# Killing rabbits - air rifle - biodegradable ammo



## Chasicle

Does anybody know if there's a decent air rifle that can manage to take out rabbits from 20-60 yards and the ammo is biodegradable (while still being sufficient to kill it humanely).

Any links or names for suggestions would be great! Thanks!!


----------



## Duckslayer100

I had a pump BB gun that would kill rabbits stone dead...I don't think there are any "bad" air rifles. That being said, I've heard good things about Gamo. Been pretty tempted myself to buy one of their silencer-equipped models for our red squirrel problems in town.

As for biodegradable ammo...I don't think that exists. Anything that needs to penetrated flesh and bone would have to be fairly dense to get the job done. Something biodegradable likely wouldn't be tough enough.


----------



## dakotashooter2

Both BBs (steel) and lead are biodegradable..................just not in our lifetime...........LOL..........

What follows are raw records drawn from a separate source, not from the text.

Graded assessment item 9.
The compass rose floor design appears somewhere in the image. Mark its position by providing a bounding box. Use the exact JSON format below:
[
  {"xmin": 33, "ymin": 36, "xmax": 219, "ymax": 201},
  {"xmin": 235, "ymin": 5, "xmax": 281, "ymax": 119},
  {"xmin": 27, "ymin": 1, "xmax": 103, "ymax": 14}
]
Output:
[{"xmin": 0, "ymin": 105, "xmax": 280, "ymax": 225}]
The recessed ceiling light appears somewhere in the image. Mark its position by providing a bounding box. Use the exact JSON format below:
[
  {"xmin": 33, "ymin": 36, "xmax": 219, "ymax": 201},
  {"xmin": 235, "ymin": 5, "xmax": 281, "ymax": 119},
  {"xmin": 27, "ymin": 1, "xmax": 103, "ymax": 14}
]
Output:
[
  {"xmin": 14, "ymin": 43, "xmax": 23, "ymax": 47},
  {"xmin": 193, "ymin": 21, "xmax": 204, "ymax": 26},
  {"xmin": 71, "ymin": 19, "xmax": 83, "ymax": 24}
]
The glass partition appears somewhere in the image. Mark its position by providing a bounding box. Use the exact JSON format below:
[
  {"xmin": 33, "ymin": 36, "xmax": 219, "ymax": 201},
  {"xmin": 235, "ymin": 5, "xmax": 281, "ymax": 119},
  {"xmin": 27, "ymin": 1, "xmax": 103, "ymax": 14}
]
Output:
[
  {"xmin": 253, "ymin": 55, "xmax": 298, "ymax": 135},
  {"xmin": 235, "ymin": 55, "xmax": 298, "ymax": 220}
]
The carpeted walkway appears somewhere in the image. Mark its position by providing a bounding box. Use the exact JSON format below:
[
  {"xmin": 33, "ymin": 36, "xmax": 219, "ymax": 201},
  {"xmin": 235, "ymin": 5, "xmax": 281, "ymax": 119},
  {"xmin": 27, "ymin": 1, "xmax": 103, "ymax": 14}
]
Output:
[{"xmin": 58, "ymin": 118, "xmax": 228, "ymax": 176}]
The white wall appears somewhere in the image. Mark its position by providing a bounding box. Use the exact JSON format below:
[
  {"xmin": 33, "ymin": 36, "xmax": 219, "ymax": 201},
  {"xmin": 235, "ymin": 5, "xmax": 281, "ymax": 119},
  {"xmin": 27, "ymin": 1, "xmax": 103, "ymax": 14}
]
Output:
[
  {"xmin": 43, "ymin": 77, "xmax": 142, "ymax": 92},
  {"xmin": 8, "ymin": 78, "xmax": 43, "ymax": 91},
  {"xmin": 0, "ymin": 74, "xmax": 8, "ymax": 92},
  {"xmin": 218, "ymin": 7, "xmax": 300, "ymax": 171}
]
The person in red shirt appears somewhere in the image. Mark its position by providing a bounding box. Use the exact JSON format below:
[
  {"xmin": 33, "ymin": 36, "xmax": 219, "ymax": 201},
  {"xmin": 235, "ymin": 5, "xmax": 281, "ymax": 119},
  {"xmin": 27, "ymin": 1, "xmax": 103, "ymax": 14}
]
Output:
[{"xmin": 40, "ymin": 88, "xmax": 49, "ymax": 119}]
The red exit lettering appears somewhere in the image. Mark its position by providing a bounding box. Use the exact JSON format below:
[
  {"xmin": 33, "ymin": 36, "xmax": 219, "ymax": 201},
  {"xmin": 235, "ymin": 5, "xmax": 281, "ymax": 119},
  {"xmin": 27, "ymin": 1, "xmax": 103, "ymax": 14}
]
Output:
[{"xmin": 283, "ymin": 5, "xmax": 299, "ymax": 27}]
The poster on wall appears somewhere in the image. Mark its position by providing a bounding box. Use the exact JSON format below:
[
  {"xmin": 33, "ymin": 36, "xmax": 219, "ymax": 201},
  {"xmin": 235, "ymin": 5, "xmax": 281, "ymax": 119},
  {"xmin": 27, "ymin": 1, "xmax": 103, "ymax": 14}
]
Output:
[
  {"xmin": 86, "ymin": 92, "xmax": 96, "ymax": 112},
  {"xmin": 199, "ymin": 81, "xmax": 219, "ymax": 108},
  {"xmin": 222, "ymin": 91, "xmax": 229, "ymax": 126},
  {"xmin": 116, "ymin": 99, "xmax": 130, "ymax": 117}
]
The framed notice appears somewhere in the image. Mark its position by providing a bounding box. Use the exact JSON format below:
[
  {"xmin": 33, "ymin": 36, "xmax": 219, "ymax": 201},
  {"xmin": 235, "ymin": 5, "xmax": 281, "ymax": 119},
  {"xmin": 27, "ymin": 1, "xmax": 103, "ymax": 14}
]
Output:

I'm a bit puzzled as to why boidegradabilty is an issue. The pellets are pretty small and quantities would be minimal.


----------



## Chasicle

I agree too, but my dad is a bit concerned as to having a bunch of steel pellets in our backyard. I figure if I miss, the pellet will likely dig into the ground and inch or two and not be an issue. Maybe I can talk him into it anyways.


----------



## Ambush Hunter

Then buy a high quality airgun and don't miss. Gamo is NOT one of them, never was, and will never be. There is plenty of junk that don't shoot straight no matter what. 
There is some non-toxic, non-lead ammo for airguns but it is not exactly cheap. Dynamic ammo from the airgunsofarizona.com is around $25 for a box of 350.


----------



## VINCE

WOW. I just gotta ask you Ambush Hunter. Why so hostile about Gamo? There are far better airguns out there for sure, but you make it sound like owning one or knowing someone that owns one is like having a disease.They really arent that bad.I have 23 airguns, 6 are Gamos, and they do what they were made to do. Did you get ran over by the Gamo delivery truck or something at some point? I'm not trying to start anything, but we should try to help, encourage and support the people getting into our hobby with honest facts and be a good source of imformation. I'm not saying blow smoke up anyones butt, but give pro's and con's and give them something to work with. Its perfectly fine to express your oppinion, but imho afterwards would be good.


----------



## Ambush Hunter

Old thread no one cares about...what's the problem.

Oh...if you have 6 Gamos, that tells me something....definitely.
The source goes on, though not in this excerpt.